Nel romanzo Lo Schiavista Paul Beatty immagina il ritorno della segregazione razziale come  mezzo per ridestare nella comunità nera di Dickens – un immaginario sobborgo alla periferia di Los Angeles –  la consapevolezza di sé e della dignità umana. Trovarsi ancora a fronteggiare la segregazione sulla base del colore della pelle diventa, per paradosso, un metodo efficace contro la rassegnazione per offrire nuove prospettive di riscatto. Come se la negazione dei diritti conquistati potesse risvegliare, più dei diritti stessi, le nostre coscienze.

L’intuizione dell’autore afroamericano è l’ispirazione per questo progetto: su una targa di ottone – materiale dall’aspetto prezioso, legato al denaro,  al potere, al ruolo sociale – è inciso il divieto di ingresso agli ebrei e agli omosessuali.

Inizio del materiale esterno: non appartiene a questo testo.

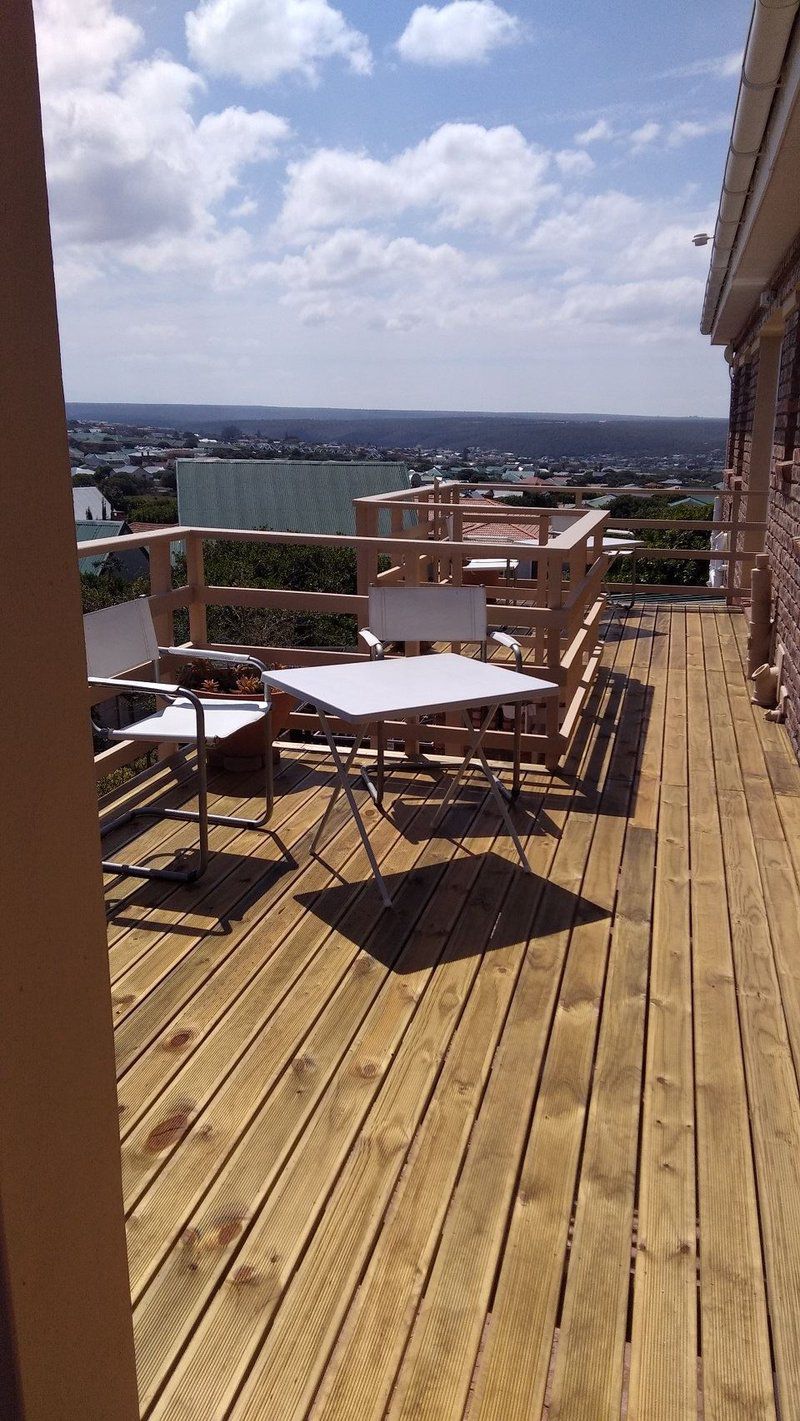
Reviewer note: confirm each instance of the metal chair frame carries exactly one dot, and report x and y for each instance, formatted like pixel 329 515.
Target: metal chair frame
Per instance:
pixel 124 685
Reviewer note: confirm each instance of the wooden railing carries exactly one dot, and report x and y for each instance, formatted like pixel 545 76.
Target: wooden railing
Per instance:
pixel 553 600
pixel 743 537
pixel 556 611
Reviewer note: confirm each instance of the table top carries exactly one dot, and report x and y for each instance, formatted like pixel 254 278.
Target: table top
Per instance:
pixel 367 691
pixel 492 564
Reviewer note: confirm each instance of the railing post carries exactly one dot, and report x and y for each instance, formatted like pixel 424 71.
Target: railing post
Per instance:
pixel 196 579
pixel 161 581
pixel 159 553
pixel 367 516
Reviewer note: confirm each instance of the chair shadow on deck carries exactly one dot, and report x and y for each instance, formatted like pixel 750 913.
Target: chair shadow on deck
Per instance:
pixel 462 935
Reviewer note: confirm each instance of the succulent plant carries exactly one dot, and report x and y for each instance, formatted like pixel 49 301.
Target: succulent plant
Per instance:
pixel 247 684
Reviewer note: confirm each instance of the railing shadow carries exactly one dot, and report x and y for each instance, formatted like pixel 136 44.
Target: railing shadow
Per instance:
pixel 463 937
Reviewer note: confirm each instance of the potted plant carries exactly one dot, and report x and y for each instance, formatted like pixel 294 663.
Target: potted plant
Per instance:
pixel 220 681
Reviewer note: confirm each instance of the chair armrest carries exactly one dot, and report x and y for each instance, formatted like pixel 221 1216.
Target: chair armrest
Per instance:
pixel 155 688
pixel 374 643
pixel 158 689
pixel 223 657
pixel 506 640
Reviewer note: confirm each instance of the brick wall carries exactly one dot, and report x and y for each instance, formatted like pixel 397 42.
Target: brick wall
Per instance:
pixel 783 509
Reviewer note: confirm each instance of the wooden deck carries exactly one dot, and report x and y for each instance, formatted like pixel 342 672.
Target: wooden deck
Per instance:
pixel 519 1148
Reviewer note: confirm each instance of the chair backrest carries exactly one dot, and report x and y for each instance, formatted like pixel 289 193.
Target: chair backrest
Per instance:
pixel 428 613
pixel 120 638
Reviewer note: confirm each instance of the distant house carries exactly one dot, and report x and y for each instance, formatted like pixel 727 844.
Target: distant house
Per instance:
pixel 90 503
pixel 130 563
pixel 280 493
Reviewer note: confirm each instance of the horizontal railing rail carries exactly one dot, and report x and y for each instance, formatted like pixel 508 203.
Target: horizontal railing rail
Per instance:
pixel 553 600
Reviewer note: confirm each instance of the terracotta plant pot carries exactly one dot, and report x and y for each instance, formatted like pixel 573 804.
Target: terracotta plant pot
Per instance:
pixel 245 749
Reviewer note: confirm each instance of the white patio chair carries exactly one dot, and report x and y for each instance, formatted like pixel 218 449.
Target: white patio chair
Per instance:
pixel 434 613
pixel 122 638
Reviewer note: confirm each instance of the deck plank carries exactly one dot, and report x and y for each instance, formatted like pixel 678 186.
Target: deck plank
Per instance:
pixel 405 1175
pixel 772 1082
pixel 588 1374
pixel 736 1366
pixel 664 1343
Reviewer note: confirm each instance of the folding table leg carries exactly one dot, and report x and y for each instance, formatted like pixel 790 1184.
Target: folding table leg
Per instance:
pixel 344 782
pixel 341 782
pixel 475 749
pixel 476 738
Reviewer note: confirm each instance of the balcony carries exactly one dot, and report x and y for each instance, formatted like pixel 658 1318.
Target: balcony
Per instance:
pixel 522 1147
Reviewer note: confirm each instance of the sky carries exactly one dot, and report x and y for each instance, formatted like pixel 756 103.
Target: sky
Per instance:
pixel 377 203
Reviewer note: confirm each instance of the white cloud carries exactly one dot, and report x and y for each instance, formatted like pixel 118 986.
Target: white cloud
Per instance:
pixel 598 132
pixel 644 137
pixel 650 307
pixel 81 44
pixel 131 171
pixel 574 162
pixel 465 175
pixel 395 282
pixel 687 130
pixel 719 67
pixel 259 41
pixel 463 31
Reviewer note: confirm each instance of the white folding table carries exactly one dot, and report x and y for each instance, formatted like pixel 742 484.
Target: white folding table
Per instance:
pixel 367 694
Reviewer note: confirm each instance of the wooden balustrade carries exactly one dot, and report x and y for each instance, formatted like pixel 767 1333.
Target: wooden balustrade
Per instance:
pixel 554 608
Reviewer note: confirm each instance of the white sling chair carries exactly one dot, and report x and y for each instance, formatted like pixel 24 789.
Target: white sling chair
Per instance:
pixel 120 638
pixel 434 613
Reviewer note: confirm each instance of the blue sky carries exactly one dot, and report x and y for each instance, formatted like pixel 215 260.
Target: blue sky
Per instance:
pixel 459 205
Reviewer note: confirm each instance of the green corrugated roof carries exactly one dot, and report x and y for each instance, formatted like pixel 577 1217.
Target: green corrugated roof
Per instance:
pixel 90 532
pixel 280 493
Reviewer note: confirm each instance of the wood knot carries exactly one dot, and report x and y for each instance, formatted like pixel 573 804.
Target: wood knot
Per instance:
pixel 169 1130
pixel 245 1275
pixel 178 1040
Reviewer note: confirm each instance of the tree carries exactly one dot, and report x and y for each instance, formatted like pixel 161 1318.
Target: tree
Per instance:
pixel 532 499
pixel 296 569
pixel 157 509
pixel 681 571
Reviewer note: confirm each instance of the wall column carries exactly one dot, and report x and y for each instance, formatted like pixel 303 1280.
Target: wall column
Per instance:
pixel 66 1335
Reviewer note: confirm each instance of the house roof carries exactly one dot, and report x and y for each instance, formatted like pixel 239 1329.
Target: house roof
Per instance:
pixel 758 208
pixel 91 530
pixel 90 499
pixel 280 493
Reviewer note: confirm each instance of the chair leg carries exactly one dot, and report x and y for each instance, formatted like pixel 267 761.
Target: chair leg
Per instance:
pixel 201 816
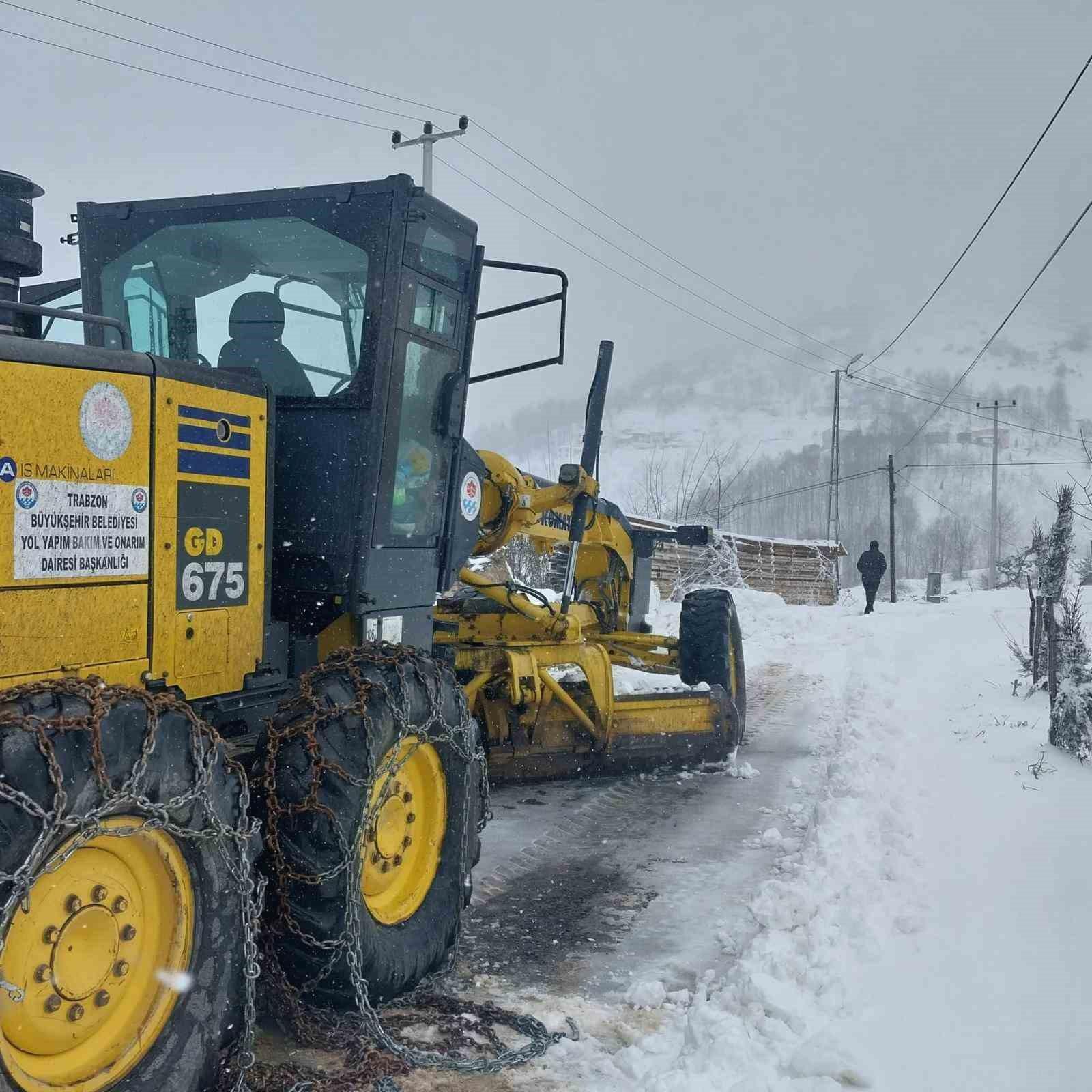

Io non posso entrare, che è anche un autoritratto per riferimenti biografici, “è una piccola targa specchiante che porta un odioso messaggio, da collocare sulla soglia di un negozio, un’abitazione, così come una mostra …, con l’obiettivo di sollecitare riflessioni e quesiti sui razzismi quotidiani dentro e fuori di noi”.